Corsair reveals 45-inch OLED gaming monitor that can bend from flat to curved

If you can’t decide between buying a flat gaming monitor or one with a curve, Corsair has the answer: the Xeneon Flex, the world’s first 45-inch OLED display that can be bent by hand from completely flat to an 800R curve.

Corsair’s Xeneon Flex 45WQHD240 joins the ever-growing list of large-screen OLED monitors to hit the market. It sounds pretty impressive even without the headline-grabbing feature, boasting LG W-OLED tech (it was built in partnership with LG), a peak brightness of 1,000 nits, 1,350,000:1 contrast ratio, a 240Hz refresh rate, 0.03ms GtG response time, and a 0.01ms Pixel on/off time.

The monitor also has a 3,440 × 1,440 resolution with a 21:9 aspect ratio and is compatible with G-SYNC and FreeSync Premium. Corsair notes that it has an anti-reflective coating to reduce glare and reflections and LG Display’s protective Low Blue Light technology to help prevent eye strain.

But the feature that makes the Xeneon stand out from the crowd is its ability to be manually bent into a different shape. The idea is that users can keep the monitor flat when, for example, watching movies or working on a spreadsheet, then bend it by hand all the way up to that 800R curve for enjoying more immersion in games.
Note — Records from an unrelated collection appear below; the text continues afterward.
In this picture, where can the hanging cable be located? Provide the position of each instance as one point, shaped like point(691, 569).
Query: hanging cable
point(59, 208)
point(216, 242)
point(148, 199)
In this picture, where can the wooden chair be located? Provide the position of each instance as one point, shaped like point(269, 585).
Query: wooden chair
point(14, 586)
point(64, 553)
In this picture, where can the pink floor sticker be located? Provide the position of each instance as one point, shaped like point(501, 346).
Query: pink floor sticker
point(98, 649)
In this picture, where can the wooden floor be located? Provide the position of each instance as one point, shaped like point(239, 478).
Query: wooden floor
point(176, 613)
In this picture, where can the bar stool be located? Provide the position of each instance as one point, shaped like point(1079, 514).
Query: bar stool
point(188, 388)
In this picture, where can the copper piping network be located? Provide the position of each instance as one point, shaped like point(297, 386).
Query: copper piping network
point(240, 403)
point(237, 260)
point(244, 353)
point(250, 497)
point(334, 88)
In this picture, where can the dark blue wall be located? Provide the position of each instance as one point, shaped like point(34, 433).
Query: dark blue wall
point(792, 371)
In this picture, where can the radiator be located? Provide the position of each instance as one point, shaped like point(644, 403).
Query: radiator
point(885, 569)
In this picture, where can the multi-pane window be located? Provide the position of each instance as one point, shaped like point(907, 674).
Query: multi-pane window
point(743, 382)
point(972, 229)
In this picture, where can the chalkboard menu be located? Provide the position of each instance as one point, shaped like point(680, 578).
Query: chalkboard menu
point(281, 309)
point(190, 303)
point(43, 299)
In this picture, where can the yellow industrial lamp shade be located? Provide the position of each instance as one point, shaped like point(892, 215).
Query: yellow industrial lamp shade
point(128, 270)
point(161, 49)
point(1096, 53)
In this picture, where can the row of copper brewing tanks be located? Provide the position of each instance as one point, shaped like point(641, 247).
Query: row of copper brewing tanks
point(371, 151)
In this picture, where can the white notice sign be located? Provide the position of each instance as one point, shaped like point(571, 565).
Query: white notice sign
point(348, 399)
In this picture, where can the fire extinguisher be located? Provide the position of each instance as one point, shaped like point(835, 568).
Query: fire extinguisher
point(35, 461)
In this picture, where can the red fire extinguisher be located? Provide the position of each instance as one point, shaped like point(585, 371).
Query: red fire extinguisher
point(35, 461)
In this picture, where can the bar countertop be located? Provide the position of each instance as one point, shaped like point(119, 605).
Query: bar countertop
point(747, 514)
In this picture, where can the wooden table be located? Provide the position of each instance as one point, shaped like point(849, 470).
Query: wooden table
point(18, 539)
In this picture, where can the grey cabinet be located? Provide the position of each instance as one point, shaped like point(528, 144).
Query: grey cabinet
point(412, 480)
Corsair says image retention, one of the biggest concerns with any OLED monitor, is addressed using a “sophisticated burn-in prevention system which operates when both powered on, and when switched off.” So confident that this will prevent problems, the company offers a three-year Zero Burn In warranty alongside its Zero Dead Pixel Warranty.

No word yet on price or availability—they’ll be revealed later this year. Given that the Alienware AW3423DW 34″, a joint winner in our Best HDR Gaming Monitors feature, is around $1,300, expect Corsair’s bigger, bendier display to be even more expensive.

Yesterday saw the release of two other large OLED monitors. The ASUS ROG Swift models offer 138Hz refresh rates, custom heat sinks, HDMI 2.1, and 0.1ms response times, but they don’t bend, at least not intentionally.